Week 20 (Jan. 5 - 9)

Reading: Temperature (Chap. 19)

Key Topics:
temperature measurement, thermometry, thermal expansion, ideal gasses
Topics: The zeroth law of thermodynamics; thermometry; practical and absolute temperature scales; constant volume gas thermometry; ice, steam and triple points of water; Fahrenheit, Celsius and Kelvin temperature scales; thermal expansion coefficient; Boyle's and Charles' Laws; ideal gas law

Week 20 Homework Problems:
  1. Short essay questions for class discussion:
    • In principle, any gas can be used for a constant volume thermometer.

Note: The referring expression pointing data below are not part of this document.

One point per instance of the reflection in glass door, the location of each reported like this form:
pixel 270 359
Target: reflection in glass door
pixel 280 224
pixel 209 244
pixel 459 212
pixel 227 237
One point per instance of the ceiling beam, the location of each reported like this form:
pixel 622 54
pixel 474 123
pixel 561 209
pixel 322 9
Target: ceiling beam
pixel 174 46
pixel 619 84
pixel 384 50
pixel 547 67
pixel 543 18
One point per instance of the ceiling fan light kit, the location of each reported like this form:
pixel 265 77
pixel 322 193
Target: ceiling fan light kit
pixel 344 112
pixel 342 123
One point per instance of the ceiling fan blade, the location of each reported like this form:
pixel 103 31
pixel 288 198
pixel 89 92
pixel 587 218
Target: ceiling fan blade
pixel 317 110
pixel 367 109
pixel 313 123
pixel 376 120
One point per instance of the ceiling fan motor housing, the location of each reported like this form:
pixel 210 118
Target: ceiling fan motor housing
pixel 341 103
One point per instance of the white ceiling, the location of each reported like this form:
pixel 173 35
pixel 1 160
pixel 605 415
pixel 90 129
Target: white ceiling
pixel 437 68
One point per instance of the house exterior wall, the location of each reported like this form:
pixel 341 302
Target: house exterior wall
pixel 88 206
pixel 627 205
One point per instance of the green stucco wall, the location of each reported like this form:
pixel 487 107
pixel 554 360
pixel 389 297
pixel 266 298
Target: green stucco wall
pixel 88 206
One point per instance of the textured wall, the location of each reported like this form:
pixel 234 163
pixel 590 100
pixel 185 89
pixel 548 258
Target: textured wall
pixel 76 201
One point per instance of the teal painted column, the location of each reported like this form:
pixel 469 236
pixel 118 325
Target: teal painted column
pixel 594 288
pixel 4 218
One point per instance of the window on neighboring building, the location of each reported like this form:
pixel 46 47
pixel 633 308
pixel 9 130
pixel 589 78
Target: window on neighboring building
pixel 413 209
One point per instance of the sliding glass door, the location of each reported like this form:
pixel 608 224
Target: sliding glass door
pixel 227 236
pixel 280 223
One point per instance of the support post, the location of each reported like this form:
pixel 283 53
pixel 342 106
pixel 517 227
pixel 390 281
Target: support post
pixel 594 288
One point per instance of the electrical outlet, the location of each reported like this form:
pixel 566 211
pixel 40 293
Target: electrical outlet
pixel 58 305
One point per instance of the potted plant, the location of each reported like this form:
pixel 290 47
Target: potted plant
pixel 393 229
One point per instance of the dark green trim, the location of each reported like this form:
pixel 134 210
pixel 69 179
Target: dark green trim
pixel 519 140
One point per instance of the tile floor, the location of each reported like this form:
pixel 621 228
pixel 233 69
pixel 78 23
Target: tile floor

Why can you not use oxygen below 15K? What gas might you use?
    • Metal lids to glass jars can often be loosened by running hot water over them. How is this possible?
    • Why should the amalgam used in dental fillings have the same average coefficient of thermal expansion as a tooth? What would occur if it didn't?
    • A mass is suspended from a rubber band. When the rubber band is heated with a hair drier, the rubber band shrinks and the mass is lifted. What does this imply about the coefficient of linear expansion of rubber?
    • Explain why a column of mercury in a glass thermometer first descends then rises when placed in a beaker of hot water.
    • Markings to indicate length are placed on a steel tape in a room that has a temperature of 22 deg. C. Are measurements made on a warm day, when the temperature is 27 deg. C too long, too short, or accurate? Explain.
    • The suspension of a pendulum clock is made of brass. When the temperature increases, does the period of the clock increase, decrease or remain the same? Explain.
    • Why don't ponds freeze all the way to the bottom in the winter?
  2. A constant volume gas thermometer is calibrated in dry ice (solid CO2 has a temperature of -80.0 deg. C) and in boiling ethyl alcohol (78.0 deg. C). The two pressures are 0.900 atm and 1.635 atm. What value of absolute zero does the calibration yield? What is the pressure at the freezing point of water? The boiling point of water?
  3. A substance is heated from -12 deg. F to 150 deg. F. What is the change in temperature on the Celsius scale? The Kelvin scale?
  4. A hollow aluminum cylinder 20.0 cm deep has an internal capacity of 2.000 L at 20.0 deg. C. It is completely filled with turpentine, and then warmed to 80.0 deg. C. How much turpentine overflows? If it is then cooled back to 20.0 deg. C, how far below the cylinder's rim is the turpentine surface?
  5. An air bubble originating from a deep sea diver has a radius of 5.0 mm at some depth h. When the bubble reaches the surface of the water, it has a radius of 7.0 mm. Assuming the temperature of the air in the bubble remains constant, determine the depth h of the diver the absolute pressure at this depth.